You’ve spoken about Anais and her friends being subalterns. If it isn’t a dystopian novel, then is there any way The Panopticon could be considered a postcolonial novel?
I guess it could. I didn’t really think about like that, though, because I always think of colonialism having less to do with class than it does with countries. But I guess it does involve class as well. Anais has a relationship with Professor True, who had been one of her adopted mother’s clients before she was murdered., Professor True he lectures in structuralism, and that’s where she’s got some of her ideas. When I first discovered structuralism, I discovered something that I already knew very well. Structuralism just explained it to me – and on a much larger scale than I’d been able to articulate before then. So, if anything, I’d say The Panopticon is closer to a structuralist novel than it is a postcolonial novel, although obviously they resonate.
I was really drawn – and am really drawn in my work – to how peripheral groups are homogenized, and what the function that serves in society. It’s something that’s always gone on, and often it’s quite inaccurate. Take witches and witchcraft and warlocks as an example. Society managed to use these unrealistic, archaic beliefs to separate society and to control it. And then you look at some of the modern ways that people are institutionalized by separation, by ideas of separation, ideas that children in care are somehow different from ordinary children.
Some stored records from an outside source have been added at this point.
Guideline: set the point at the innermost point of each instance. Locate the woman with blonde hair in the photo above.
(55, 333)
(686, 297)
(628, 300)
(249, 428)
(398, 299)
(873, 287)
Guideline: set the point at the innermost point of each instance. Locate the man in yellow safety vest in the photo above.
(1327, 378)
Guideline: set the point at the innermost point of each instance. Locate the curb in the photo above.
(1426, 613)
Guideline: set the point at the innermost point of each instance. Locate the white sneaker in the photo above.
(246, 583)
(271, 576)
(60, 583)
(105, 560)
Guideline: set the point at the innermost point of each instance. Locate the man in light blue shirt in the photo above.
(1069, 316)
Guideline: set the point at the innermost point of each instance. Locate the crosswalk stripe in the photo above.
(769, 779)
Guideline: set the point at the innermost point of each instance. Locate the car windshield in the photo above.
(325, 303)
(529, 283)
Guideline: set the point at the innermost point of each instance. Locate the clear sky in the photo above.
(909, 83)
Often that comes with archaic ideas of what it means to be in that situation – that children in care are bad, or they’ve done something wrong. It dehumanizes them. But whereas adults in the prison system have to a certain degree made a choice to be in the prison system, kids in care haven’t made the choice to be there. So I think for them to be judged in some way is really destructive. It’s Victorian and it’s unnecessary. I wanted to write a novel where the characters that come from the care system are much more real and multifaceted than how the media portrays them. And it’s quite difficult because obviously Anais isn’t the easiest character to be around all the time. She’s not a poster girl for an advisable way to live your life within the care system. She is flawed. She’s in a mess. I didn’t really go for the easiest option; but it felt totally right.
Did Anais’s subalternity influence your decision to write in Scottish?
Originally the novel was 140,000 words long. It was written in the third-person, and it wasn’t written in Scottish. The first draft was quite vastly different. I realised I was imposing too much of my own authorial thing at that point. I had to pull the novel apart completely, strip it right back and rewrite it in the first person. Anais didn’t want to speak English. She didn’t sound great in English. The book itself didn’t sound great in English. I mean, if you’re trying to record a real voice, a voice that isn’t heard in society, why would you then write about it in the third-person, in an authorial voice, the way it’s written about everywhere else? The book only properly came to life when I let Anais and Shortie and all the other characters speak for themselves, in their own accents, in the way they would in real life. Only after I did that did the book become a more complete kind of world.